1.4) Add the wallet location to the sqlnet.ora of each instance home. If no sqlnet.ora exists create a new file. Registering instances must know the wallet location and have access in order to make the required SSL connection with the SCAN listeners.

[oracle@rac1]$ cat /u01/app/oracle/product/11.2.0/dbhome_2/network/admin/sqlnet.ora

WALLET_LOCATION =
(SOURCE =
(METHOD = FILE)
(METHOD_DATA =
(DIRECTORY = /u01/app/11.2.0.2/grid/network/admin/cost)
)
)

Restart each instance after adding the wallet location to sqlnet.ora.

1.5) Modify instance startup parameters to use TCPS protocol with remote_listener.

The existing remote_listener value uses an ezconnect string value in the form. host:port.

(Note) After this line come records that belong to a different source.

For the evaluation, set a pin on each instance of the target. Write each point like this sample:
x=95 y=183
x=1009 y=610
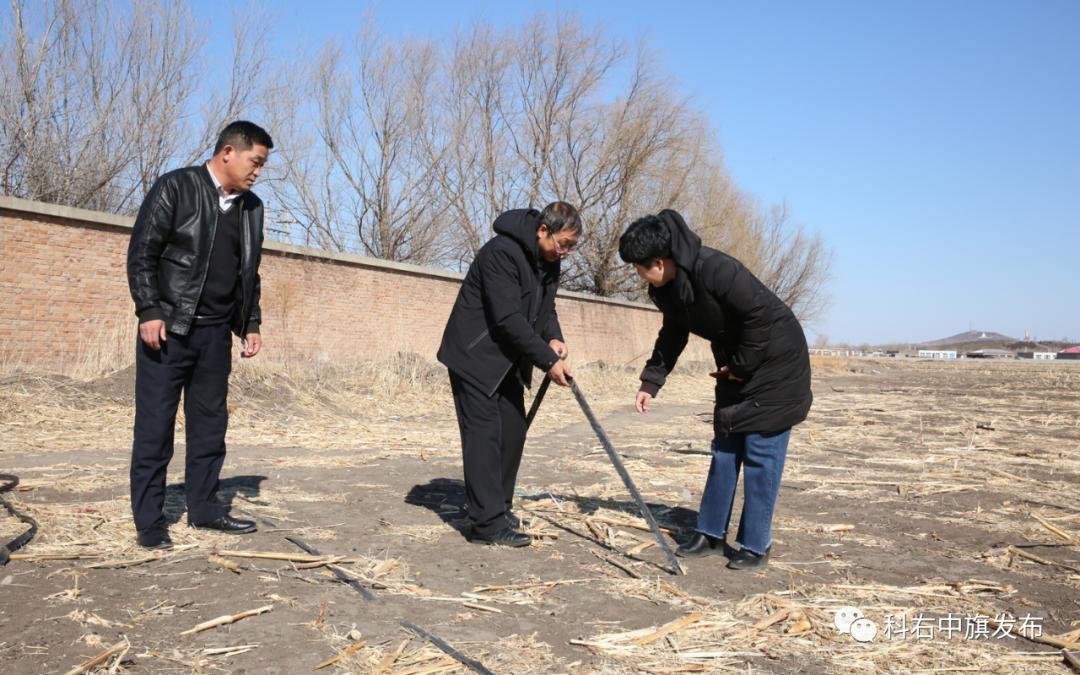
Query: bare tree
x=405 y=150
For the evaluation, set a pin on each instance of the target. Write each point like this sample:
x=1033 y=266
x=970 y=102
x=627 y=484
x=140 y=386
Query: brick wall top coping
x=125 y=223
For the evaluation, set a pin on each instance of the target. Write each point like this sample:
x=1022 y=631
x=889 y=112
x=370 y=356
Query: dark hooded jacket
x=504 y=313
x=751 y=331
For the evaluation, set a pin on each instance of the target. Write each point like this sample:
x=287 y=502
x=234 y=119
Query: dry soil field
x=937 y=498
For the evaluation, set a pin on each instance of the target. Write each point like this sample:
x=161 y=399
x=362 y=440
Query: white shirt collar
x=224 y=199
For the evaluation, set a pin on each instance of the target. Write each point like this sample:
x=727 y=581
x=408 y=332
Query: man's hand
x=725 y=374
x=561 y=374
x=152 y=333
x=642 y=403
x=559 y=348
x=253 y=342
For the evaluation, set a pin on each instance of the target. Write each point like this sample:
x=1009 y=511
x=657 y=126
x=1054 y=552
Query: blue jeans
x=761 y=459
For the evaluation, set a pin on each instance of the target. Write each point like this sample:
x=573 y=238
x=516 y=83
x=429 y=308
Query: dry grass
x=989 y=448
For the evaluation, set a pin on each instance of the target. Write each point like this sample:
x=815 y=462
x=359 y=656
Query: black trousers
x=493 y=436
x=197 y=364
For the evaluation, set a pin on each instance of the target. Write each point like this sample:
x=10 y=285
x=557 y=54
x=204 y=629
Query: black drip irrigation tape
x=10 y=482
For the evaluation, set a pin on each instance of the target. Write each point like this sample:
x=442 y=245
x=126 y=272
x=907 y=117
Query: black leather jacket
x=169 y=254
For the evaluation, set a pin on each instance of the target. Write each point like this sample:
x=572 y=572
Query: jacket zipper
x=244 y=248
x=210 y=255
x=476 y=339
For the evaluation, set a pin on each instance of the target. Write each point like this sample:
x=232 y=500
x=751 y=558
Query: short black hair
x=646 y=240
x=561 y=216
x=242 y=135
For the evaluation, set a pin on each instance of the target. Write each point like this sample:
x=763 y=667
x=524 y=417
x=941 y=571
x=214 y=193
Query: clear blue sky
x=934 y=145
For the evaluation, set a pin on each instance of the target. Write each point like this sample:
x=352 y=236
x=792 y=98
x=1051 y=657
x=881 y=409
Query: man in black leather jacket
x=502 y=325
x=193 y=273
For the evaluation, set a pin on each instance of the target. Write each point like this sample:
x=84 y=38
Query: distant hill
x=986 y=338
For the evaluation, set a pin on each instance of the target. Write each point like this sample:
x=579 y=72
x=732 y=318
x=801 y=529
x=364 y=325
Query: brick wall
x=64 y=300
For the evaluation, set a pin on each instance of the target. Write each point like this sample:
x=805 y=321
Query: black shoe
x=154 y=537
x=505 y=537
x=747 y=559
x=226 y=524
x=701 y=544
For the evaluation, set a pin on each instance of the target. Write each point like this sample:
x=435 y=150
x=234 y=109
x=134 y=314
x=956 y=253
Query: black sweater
x=218 y=299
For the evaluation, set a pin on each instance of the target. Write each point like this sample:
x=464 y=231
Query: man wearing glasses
x=502 y=325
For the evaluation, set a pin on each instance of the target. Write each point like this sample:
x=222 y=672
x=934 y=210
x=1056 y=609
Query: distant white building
x=936 y=353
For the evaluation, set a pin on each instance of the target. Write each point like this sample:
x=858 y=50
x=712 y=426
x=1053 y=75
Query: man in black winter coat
x=193 y=273
x=763 y=378
x=502 y=325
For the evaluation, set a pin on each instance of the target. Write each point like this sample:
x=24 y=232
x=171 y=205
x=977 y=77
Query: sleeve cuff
x=151 y=313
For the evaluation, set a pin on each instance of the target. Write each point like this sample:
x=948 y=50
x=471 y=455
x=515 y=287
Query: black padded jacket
x=750 y=329
x=504 y=313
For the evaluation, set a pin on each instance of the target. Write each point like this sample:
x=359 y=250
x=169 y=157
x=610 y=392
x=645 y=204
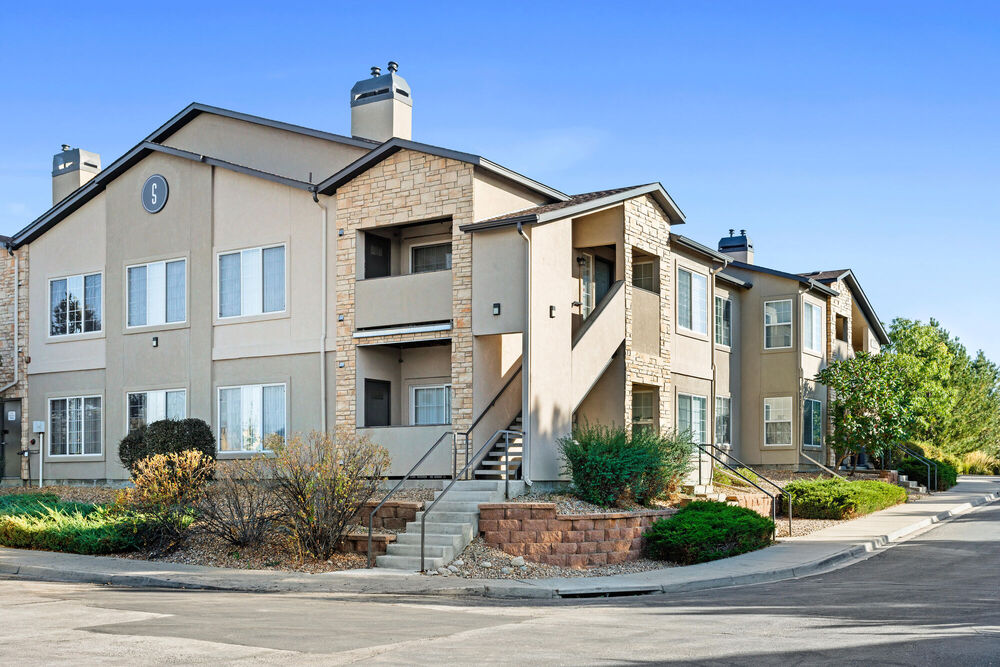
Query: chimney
x=381 y=106
x=71 y=168
x=738 y=247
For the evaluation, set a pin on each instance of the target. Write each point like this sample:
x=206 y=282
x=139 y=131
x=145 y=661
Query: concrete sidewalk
x=820 y=551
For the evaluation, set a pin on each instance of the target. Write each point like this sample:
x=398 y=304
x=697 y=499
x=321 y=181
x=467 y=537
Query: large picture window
x=252 y=282
x=249 y=415
x=157 y=293
x=75 y=426
x=75 y=305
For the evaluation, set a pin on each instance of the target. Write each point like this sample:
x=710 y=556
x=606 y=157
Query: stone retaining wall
x=535 y=531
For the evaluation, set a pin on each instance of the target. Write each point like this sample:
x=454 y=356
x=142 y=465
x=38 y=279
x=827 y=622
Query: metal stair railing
x=507 y=433
x=371 y=517
x=774 y=501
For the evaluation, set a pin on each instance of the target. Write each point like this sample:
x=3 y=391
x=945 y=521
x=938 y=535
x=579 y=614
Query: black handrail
x=371 y=517
x=489 y=442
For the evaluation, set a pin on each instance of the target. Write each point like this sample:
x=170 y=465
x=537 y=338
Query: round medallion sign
x=154 y=193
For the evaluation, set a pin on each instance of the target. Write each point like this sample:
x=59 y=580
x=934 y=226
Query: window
x=146 y=407
x=643 y=409
x=252 y=282
x=435 y=257
x=75 y=305
x=723 y=420
x=812 y=423
x=812 y=327
x=430 y=405
x=777 y=324
x=249 y=414
x=778 y=421
x=723 y=321
x=691 y=416
x=75 y=426
x=644 y=275
x=692 y=307
x=157 y=293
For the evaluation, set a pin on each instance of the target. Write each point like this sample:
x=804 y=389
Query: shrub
x=704 y=531
x=321 y=482
x=166 y=436
x=239 y=506
x=835 y=498
x=609 y=466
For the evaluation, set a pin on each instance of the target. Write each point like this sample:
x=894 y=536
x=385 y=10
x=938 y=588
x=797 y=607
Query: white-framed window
x=644 y=274
x=691 y=416
x=252 y=281
x=812 y=423
x=777 y=324
x=249 y=414
x=75 y=426
x=644 y=409
x=146 y=407
x=723 y=321
x=812 y=327
x=156 y=293
x=692 y=301
x=430 y=404
x=778 y=421
x=430 y=257
x=75 y=305
x=723 y=420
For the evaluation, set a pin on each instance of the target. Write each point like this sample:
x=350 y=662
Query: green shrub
x=704 y=531
x=609 y=466
x=835 y=498
x=167 y=436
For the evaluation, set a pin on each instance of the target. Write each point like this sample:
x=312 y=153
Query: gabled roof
x=394 y=145
x=579 y=205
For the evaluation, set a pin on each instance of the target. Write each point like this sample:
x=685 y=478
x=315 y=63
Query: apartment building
x=270 y=278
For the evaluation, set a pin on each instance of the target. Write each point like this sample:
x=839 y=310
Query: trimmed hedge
x=704 y=530
x=835 y=498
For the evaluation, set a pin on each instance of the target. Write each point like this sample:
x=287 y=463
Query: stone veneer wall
x=535 y=531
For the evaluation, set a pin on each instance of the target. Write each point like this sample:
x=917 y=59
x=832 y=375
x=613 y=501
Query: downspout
x=526 y=361
x=323 y=310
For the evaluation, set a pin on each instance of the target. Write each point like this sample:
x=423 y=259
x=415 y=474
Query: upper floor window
x=692 y=301
x=75 y=305
x=812 y=327
x=252 y=281
x=723 y=321
x=157 y=293
x=434 y=257
x=777 y=324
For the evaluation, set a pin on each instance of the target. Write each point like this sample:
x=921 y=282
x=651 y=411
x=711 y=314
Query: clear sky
x=840 y=134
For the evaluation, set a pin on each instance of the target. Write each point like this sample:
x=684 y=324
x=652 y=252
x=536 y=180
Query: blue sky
x=840 y=134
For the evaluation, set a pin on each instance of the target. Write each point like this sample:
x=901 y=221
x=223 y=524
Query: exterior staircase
x=452 y=524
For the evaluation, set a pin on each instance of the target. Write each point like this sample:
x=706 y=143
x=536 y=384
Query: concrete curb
x=526 y=589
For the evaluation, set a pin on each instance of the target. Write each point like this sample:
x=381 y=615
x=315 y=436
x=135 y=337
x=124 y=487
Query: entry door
x=376 y=256
x=11 y=440
x=377 y=403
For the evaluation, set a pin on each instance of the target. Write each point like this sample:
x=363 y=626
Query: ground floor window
x=249 y=414
x=75 y=426
x=778 y=421
x=812 y=423
x=691 y=416
x=430 y=404
x=146 y=407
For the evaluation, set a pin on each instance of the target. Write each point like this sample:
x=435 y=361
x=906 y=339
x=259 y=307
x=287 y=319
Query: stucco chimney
x=739 y=247
x=71 y=168
x=381 y=106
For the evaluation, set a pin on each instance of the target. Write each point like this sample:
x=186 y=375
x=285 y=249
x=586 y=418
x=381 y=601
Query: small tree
x=871 y=409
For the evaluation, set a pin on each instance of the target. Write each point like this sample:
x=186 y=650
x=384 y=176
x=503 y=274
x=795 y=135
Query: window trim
x=790 y=324
x=82 y=335
x=228 y=319
x=94 y=456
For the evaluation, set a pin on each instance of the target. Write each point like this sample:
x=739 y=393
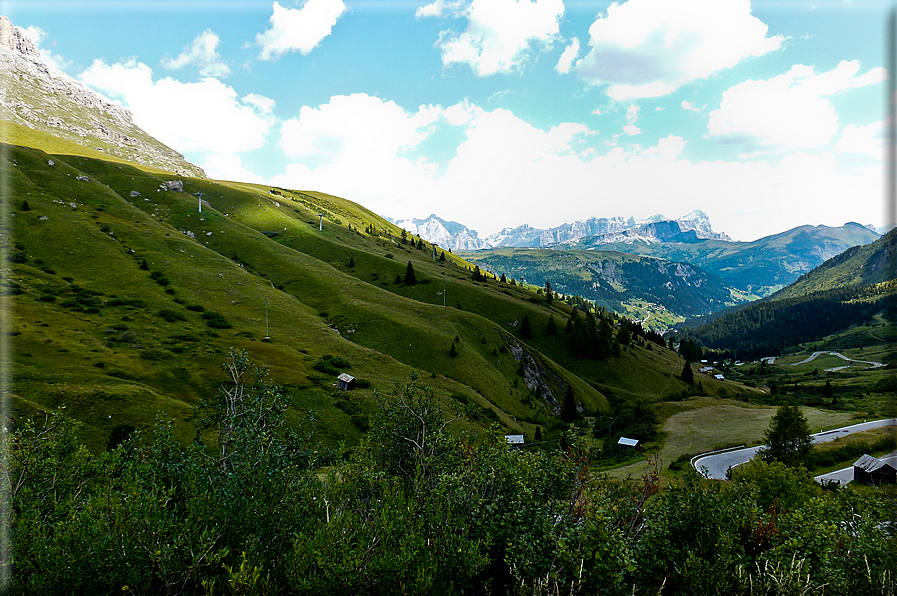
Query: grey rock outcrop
x=42 y=98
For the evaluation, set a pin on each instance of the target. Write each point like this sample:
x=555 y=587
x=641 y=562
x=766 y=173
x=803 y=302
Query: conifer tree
x=410 y=279
x=526 y=332
x=688 y=374
x=569 y=412
x=788 y=437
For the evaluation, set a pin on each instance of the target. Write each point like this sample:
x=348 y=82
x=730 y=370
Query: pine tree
x=788 y=437
x=688 y=374
x=623 y=335
x=410 y=279
x=569 y=412
x=526 y=332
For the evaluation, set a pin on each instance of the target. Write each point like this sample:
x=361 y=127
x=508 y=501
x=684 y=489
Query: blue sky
x=765 y=115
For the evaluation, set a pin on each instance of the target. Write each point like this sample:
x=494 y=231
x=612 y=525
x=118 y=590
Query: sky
x=765 y=115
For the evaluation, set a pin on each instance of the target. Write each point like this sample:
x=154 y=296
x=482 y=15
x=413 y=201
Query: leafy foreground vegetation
x=252 y=507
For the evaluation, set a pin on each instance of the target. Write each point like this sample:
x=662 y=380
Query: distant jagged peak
x=14 y=39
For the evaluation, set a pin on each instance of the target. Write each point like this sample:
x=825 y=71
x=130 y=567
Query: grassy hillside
x=118 y=342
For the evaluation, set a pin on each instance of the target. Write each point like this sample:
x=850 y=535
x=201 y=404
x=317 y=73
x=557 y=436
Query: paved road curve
x=714 y=466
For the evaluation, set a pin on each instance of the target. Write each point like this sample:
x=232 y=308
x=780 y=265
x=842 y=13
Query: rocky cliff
x=42 y=98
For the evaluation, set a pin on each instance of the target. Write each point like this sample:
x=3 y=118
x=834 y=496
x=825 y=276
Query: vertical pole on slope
x=890 y=199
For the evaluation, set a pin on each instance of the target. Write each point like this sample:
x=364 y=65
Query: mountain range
x=657 y=228
x=42 y=98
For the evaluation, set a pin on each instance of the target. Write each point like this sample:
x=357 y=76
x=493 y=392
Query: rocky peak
x=12 y=38
x=36 y=96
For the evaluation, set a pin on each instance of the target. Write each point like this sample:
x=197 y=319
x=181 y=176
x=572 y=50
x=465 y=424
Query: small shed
x=873 y=471
x=625 y=444
x=345 y=382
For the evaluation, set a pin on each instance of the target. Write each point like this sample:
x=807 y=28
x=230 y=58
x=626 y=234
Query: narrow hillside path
x=839 y=355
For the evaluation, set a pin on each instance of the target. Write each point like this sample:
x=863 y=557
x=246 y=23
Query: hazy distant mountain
x=848 y=289
x=760 y=267
x=42 y=98
x=447 y=234
x=657 y=228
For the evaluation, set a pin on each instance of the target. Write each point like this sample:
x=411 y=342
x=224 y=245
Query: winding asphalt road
x=714 y=466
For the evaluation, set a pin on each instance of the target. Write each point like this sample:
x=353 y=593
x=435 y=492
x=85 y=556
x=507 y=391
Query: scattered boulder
x=175 y=185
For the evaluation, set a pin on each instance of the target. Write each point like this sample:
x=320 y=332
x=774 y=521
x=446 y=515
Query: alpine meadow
x=235 y=359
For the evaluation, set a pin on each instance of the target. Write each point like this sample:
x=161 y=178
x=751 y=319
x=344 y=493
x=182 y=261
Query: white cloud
x=787 y=111
x=299 y=29
x=866 y=140
x=227 y=166
x=38 y=36
x=500 y=34
x=567 y=58
x=203 y=117
x=649 y=48
x=439 y=8
x=507 y=172
x=203 y=54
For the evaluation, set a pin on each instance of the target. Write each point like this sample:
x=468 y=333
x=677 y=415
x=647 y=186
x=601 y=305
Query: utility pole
x=267 y=335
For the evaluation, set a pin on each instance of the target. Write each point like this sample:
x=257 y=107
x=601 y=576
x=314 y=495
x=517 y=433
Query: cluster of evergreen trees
x=766 y=328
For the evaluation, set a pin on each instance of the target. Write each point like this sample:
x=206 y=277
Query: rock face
x=42 y=98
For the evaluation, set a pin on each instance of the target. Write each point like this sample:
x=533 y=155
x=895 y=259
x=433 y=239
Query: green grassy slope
x=118 y=344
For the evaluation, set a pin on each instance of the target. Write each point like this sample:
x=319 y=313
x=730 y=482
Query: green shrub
x=171 y=315
x=216 y=320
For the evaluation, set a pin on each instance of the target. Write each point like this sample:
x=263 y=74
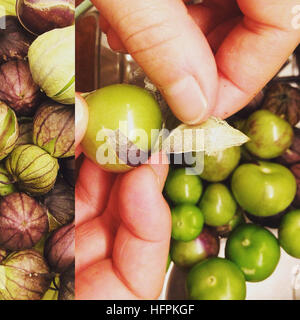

[oracle@rac1]$ sqlplus "/ as sysdba"
SQL*Plus: Release 11.2.0.2.0 Production on Tue Jul 12 16:37:52 2011
Connected to:
Oracle Database 11g Enterprise Edition Release 11.2.0.2.0 - 64bit Production
With the Partitioning, Real Application Clusters, Automatic Storage Management, OLAP,
Data Mining and Real Application Testing options

SQL> show parameter remote_listener

NAME TYPE VALUE
--------------- ----------- ------------------------------
remote_listener string rac-scan:1521

The replacement remote_listener value is an address_list containing the resolved scan listener IP addresses and TCPS ports. The addresses can be listed using srvctl.

[oracle@rac1]$ srvctl config scan
SCAN name: racbde-scan, Network: 1/10.141.154.0/255.255.254.0/eth1
SCAN VIP name: scan1, IP: /rac-scan.us.oracle.com/10.141.155.122
SCAN VIP name: scan2, IP: /rac-scan.us.oracle.com/10.141.155.120
SCAN VIP name: scan3, IP: /rac-scan.us.oracle.com/10.141.155.121

Associate the three IP addresses assigned to the SCAN listeners with the TCPS port that was added in step 3, in this case port 1523.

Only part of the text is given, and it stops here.